Wonky politics, feminists, and trad wives: I may be the first person to use all those terms together.
I don’t know.
It’s a strange combination of ideas, to be sure, but these ideas share more in common than you might think.
Let me explain.
My husband and I grow a garden, and I am right in the middle of canning pickles, spaghetti sauce, salsa, pesto, applesauce and (fingers crossed) peaches.

Stocking up on home-canned goods for the winter.
I love growing and preserving food. And I love cooking good, homemade food from scratch.
The other night, I made my husband, John, homemade meatballs, tomato sauce (with canned garden tomatoes), spaghetti squash and roasted broccoli.
It took me an hour or so to do this.
Did I have to do this? No.
Did John tell me I had to do this? Absolutely not.
But I loved doing it.
And if you watched me cooking, you would have seen me wearing a skirt, a floral blouse, and mary jane flats and an apron.
To be honest, I looked like a 50s-era traditional housewife.

Picture courtesy of Wikimedia Commons.
And I’m not ashamed of that.
That’s because I love the domestic arts. I love to cook, can, and (sometimes) clean.
I just ordered sourdough starter because I’m going to make SO MUCH SOURDOUGH BREAD.
Also, I love sewing, crocheting, and knitting.
I plan to start quilting ASAP.
In many ways, I’m a pretty traditional gal.
For example, John and I just celebrated our 29th wedding anniversary, and I consider it a privilege to be John’s wife.
It’s the most important thing to me.

My beloved.
Many days, I look like a traditional housewife, or TradWife, as they are called on social media.
TradWives are women who celebrate the traditional housewife role.
They often dress like traditional housewives in aprons, skirts and very feminine clothing.
And if they have social media accounts, they often film videos or take pictures of themselves cooking, cleaning, and tidying up the house for their man.
Often Trad Wives celebrate their embrace of traditional wifely habits as a rebellion against the modern, feminist lifestyle.
The idea is that contemporary feminist ideals, so TradWife thinking goes, lead women to reject homemaking, femininity, and traditional roles of womanhood as something women should despise and find oppressive.
Now given that I often look and behave like a Trad Wife, and given that Trad Wives often reject feminist ideals, it may surprise you to learn that I consider myself a feminist.
When I say I am a feminist, I mean a very specific thing.
I mean that I believe that men and women are equal in terms of their human dignity and are meant to be equal partners in the home, in business, in politics, and in church.
Women are not, as some people have historically believed, defective or inferior men.
Here are some further things I do and don’t believe as a feminist.
I don’t think a women’s place is in the home, although I love being a domestic goddess.
And I don’t think the purpose of women is to be a wife and have children, although I think marriage and children are a blessing.
The purpose of women (like men) is to live out their purpose and passion in the world for the good of everyone.

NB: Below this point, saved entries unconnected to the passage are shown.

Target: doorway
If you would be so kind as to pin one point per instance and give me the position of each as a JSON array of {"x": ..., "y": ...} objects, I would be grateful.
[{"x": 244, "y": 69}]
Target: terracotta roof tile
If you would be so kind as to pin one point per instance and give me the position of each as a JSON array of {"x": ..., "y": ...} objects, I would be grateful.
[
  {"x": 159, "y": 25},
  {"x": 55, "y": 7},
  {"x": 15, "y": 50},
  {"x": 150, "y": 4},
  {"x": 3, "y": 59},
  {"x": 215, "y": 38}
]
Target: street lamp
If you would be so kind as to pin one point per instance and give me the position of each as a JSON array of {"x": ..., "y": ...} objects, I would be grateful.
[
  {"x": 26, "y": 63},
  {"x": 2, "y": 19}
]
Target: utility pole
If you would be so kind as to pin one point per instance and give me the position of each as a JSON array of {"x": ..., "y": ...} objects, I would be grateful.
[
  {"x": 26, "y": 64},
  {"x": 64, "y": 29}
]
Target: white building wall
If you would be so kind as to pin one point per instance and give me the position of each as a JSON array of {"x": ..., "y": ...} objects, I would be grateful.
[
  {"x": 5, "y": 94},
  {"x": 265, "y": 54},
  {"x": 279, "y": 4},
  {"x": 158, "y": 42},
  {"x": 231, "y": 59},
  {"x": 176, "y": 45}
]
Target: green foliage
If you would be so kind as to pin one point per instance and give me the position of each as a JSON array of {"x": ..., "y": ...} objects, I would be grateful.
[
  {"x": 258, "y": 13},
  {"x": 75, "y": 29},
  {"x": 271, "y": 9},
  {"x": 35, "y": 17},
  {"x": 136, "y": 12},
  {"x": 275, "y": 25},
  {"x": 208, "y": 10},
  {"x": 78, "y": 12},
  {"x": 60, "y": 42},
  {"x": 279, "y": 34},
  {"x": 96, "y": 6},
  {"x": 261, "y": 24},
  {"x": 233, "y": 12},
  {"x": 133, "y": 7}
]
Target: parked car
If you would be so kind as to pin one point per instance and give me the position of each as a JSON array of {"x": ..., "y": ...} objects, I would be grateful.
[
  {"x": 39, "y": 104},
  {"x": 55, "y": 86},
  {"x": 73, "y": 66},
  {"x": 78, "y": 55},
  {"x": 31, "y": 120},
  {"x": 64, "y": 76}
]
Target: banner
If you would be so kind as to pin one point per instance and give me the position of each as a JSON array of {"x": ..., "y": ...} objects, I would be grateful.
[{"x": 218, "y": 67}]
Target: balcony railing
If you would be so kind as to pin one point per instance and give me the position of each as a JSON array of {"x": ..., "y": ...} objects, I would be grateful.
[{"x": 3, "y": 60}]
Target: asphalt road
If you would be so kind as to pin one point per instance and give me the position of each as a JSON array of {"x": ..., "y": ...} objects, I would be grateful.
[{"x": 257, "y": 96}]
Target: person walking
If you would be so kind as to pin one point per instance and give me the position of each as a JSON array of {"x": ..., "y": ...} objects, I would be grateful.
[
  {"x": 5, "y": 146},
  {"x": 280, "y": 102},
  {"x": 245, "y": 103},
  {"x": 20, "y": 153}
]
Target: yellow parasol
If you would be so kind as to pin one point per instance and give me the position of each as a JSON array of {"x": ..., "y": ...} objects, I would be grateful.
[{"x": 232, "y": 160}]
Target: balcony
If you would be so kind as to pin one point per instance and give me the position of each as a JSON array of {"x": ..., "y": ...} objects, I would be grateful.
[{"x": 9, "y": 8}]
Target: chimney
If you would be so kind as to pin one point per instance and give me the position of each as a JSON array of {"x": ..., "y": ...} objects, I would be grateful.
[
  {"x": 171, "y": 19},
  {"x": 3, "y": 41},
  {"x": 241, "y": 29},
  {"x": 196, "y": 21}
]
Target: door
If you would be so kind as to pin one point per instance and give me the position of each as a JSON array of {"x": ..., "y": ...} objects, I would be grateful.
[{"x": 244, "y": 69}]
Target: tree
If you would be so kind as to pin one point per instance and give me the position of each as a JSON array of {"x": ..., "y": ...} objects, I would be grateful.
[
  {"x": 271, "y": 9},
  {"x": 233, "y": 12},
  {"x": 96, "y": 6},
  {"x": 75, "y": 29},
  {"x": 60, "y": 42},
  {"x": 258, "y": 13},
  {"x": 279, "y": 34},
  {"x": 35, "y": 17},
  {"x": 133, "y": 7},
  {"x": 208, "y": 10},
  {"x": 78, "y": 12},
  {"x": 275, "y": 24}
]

Picture courtesy of Wikimedia Commons.
And each individual person—male or female—must figure that purpose and passion out for themselves.
In addition, I believe that women are just as capable as men of doing activities traditionally considered masculine.
I also believe that the world is a better place when women are allowed to participate in arenas from which they were historically excluded.[1]
And because I am a feminist in this sense of the word, I often end up doing very feminist-looking things.
For example, I have my PhD in philosophy (often considered a male discipline).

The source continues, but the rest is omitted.